Pesca di aragoste: stagione da dimenticare

“Proroga a Dicembre, lo chiediamo da anni”. Come ogni anno accade, in questo periodo si tirano le somme. Una stagione disastrosa. Due uscite a mare a Marzo, quattro ad Aprile, due a Maggio. Questo è il risultato degli ultimi tre mesi di pesca di aragosta, messo a dura prova dal tempo instabile e dall’impossibilità di uscire in mare. Una denuncia ormai esanime quella dei pescatori che ogni mattina dalle quattro, prima ancora che sorga il sole, sono li sull banchina ormai a chiedersi come tirare la giornata. La normativa parla chiaro. E fin ora, da Prato, ex assessore all’agricoltura, a Cherchi attuale assessore, la risposta è stata sempre la stessa.

Non si possono buttare le reti. Negli anni 2000 il fermo biologico imposto dalla regione, garantiva comunque il sostentamento delle famiglie che godevano degli incentivi per il periodo di fermo.Oggi come oggi anche il clima è cambiato e a quanto asseriscono alcuni pescatori, il fermo biologico la natura se lo prende da sola, come in questa stagione , quando il ripopolamente è automatico vista l’impossibilità di pescare. “O chiudono la stagione per due o tre anni e danno modo al crostaeo di ripopolare la nostre acque supportando questa scelta con un finanziamento a copertura del fermo, o devono assolutamente mettere in conto che il nostro lavoro è mortificato e che non siamo in condizioni di sostentare le nostre famiglie”. L’appello è unanime, questa volta prende toni aspri, quei toni di chi esce tutto il giorno e non vede i propri figli per poi tornare a casa e dover passare le poche ore rimaste a catalogare in una scheda nella quale il dentice si chiama “dec”, il cappone “gun”, la seppia “ctc”, il polpo “occ” e così via, meccanismo che serve per la tracciabilità del pescato e quindi per la qualità, ma che in quelle condizioni di lavoro, diventa snervante. “Che chi di dovere, si prenda l’impegno serio e reale di capire le condizioni in cui lavoriamo e comprenda le reali esigenze del territorio, rispettando le regole del mare, ma in primis, cercando di salvaguardare la categoria che si può dire ormai a rischio”.

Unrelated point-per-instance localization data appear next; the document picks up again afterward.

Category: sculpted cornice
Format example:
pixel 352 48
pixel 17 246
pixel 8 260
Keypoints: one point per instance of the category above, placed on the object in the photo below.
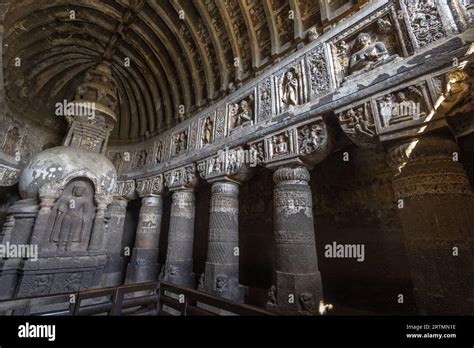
pixel 318 80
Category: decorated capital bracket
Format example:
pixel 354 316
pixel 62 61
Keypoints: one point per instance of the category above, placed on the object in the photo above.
pixel 125 189
pixel 306 143
pixel 151 186
pixel 229 164
pixel 184 177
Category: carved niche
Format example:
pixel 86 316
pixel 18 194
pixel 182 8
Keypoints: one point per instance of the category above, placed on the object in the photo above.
pixel 140 158
pixel 265 100
pixel 280 145
pixel 402 108
pixel 241 113
pixel 455 91
pixel 359 125
pixel 424 21
pixel 206 130
pixel 318 73
pixel 72 216
pixel 290 87
pixel 13 141
pixel 180 142
pixel 370 44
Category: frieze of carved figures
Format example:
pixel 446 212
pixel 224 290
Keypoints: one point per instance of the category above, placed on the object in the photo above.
pixel 257 151
pixel 180 142
pixel 424 19
pixel 181 177
pixel 311 137
pixel 371 43
pixel 140 158
pixel 404 107
pixel 318 74
pixel 265 99
pixel 8 176
pixel 159 152
pixel 150 186
pixel 359 125
pixel 280 145
pixel 290 87
pixel 241 113
pixel 207 131
pixel 125 189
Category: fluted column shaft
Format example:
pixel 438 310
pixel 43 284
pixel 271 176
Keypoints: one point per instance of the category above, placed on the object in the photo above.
pixel 222 266
pixel 116 220
pixel 297 279
pixel 143 264
pixel 179 259
pixel 436 209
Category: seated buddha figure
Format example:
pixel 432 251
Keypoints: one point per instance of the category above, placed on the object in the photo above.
pixel 368 55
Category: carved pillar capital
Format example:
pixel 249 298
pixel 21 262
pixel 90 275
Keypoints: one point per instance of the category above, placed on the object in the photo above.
pixel 152 186
pixel 427 165
pixel 289 173
pixel 181 178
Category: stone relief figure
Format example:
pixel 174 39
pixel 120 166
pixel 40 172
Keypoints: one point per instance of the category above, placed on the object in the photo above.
pixel 117 160
pixel 141 158
pixel 307 303
pixel 290 88
pixel 222 283
pixel 11 142
pixel 310 138
pixel 180 143
pixel 207 131
pixel 72 217
pixel 272 295
pixel 367 55
pixel 159 152
pixel 201 282
pixel 280 144
pixel 358 121
pixel 457 94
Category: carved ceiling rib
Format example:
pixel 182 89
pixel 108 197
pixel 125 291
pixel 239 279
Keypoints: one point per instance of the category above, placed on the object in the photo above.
pixel 272 26
pixel 184 48
pixel 298 21
pixel 205 59
pixel 224 71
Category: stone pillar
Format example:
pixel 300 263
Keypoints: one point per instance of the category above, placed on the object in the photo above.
pixel 297 280
pixel 437 216
pixel 116 218
pixel 179 259
pixel 143 266
pixel 222 266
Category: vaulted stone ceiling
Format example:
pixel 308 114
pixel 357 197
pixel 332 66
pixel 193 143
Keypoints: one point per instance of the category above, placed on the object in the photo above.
pixel 181 52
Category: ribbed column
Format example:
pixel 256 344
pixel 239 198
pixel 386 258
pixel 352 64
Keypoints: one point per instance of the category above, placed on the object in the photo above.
pixel 436 209
pixel 116 219
pixel 143 266
pixel 297 280
pixel 179 259
pixel 222 265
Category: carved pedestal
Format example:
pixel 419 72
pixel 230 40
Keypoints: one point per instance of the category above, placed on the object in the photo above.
pixel 116 218
pixel 143 266
pixel 297 280
pixel 179 259
pixel 437 215
pixel 222 266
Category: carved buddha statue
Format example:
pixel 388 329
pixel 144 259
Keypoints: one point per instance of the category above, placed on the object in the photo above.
pixel 368 55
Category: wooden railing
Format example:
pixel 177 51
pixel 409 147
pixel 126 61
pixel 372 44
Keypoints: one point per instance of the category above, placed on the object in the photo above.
pixel 153 298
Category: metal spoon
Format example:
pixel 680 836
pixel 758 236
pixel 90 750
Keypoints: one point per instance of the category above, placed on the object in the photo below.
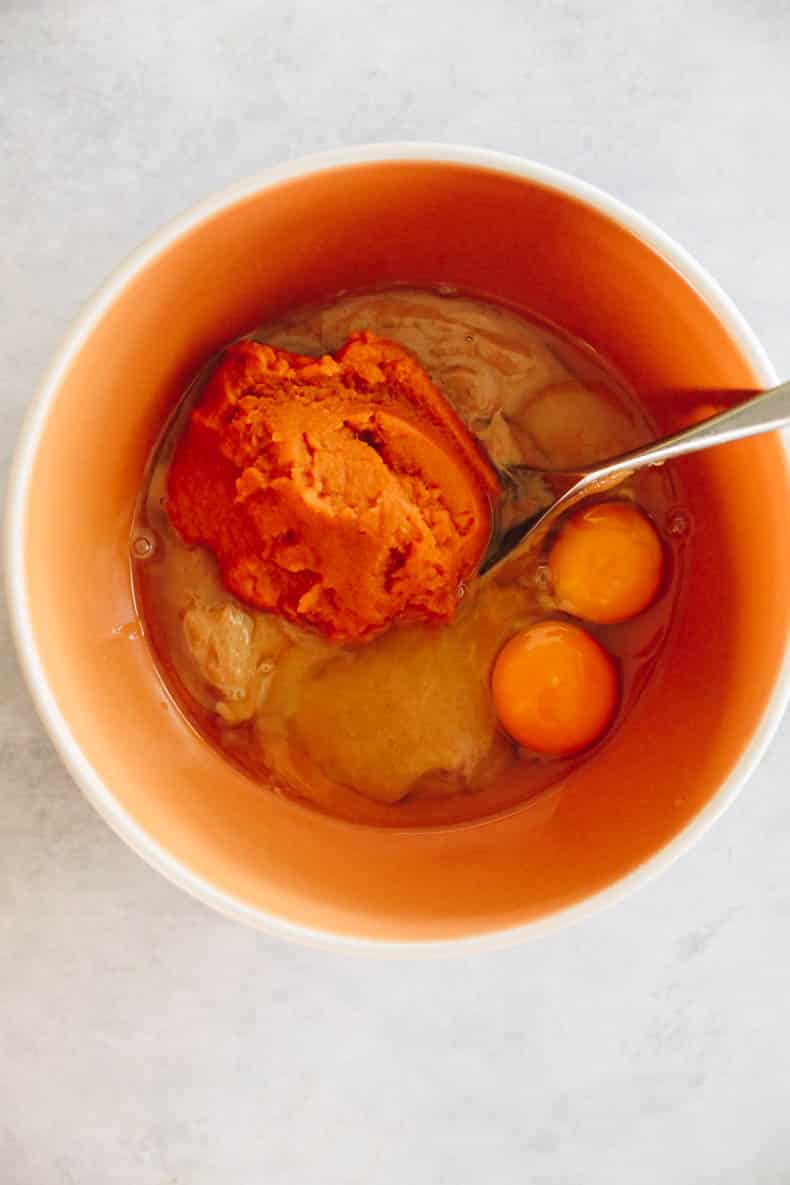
pixel 521 511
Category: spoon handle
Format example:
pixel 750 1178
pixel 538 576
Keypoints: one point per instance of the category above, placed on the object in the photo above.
pixel 762 414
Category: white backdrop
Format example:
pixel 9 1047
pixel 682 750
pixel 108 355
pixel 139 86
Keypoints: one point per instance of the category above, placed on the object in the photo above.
pixel 145 1041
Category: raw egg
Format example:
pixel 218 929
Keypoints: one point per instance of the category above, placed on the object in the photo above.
pixel 607 563
pixel 554 687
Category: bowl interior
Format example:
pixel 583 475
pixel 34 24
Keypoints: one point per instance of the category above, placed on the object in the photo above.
pixel 299 241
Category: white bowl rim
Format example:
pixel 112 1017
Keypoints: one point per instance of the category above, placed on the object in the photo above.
pixel 32 665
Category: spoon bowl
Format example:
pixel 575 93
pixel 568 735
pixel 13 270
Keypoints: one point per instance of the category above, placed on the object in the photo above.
pixel 532 499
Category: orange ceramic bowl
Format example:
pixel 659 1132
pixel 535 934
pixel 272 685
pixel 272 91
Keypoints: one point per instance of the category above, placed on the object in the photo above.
pixel 425 215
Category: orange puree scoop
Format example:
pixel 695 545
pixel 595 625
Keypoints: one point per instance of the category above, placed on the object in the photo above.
pixel 342 493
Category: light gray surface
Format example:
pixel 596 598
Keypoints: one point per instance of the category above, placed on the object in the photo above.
pixel 145 1041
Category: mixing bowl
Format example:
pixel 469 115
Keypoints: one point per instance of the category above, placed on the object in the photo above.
pixel 351 219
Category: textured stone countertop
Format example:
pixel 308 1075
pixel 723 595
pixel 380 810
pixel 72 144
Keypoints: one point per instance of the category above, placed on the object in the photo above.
pixel 146 1041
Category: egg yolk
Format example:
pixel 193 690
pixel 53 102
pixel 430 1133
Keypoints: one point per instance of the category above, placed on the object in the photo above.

“Oggi ad Alghero si mangia il sushi, prima scaricavamo i bagagliai delle nostre macchine carichi di aragoste nei ristoranti della città. “Oggi non possiamo farlo, anche perchè per questioni economiche fai fatica anche a vendere quattro aragoste; prima ad Alghero venivano da Milano a mangiarle a chili, oggi se riesci a venderne qualcuna è su ordinazione quando capita. Se ci si mette di mezzo la natura con il mal tempo e la Regione con la sua burocrazia ammazza teste, qui chiudiamo tutto. Ancora una volta, si parla di salvaguardare le specificità del territorio,le sue risorse, le sue peculiarità ma chi governa, non fornisce il supporto necessario alla nostra attività”. Questo lo sfogo chiaramente comprensibile e giustificato di chi della pesca ne fa ragione di vita.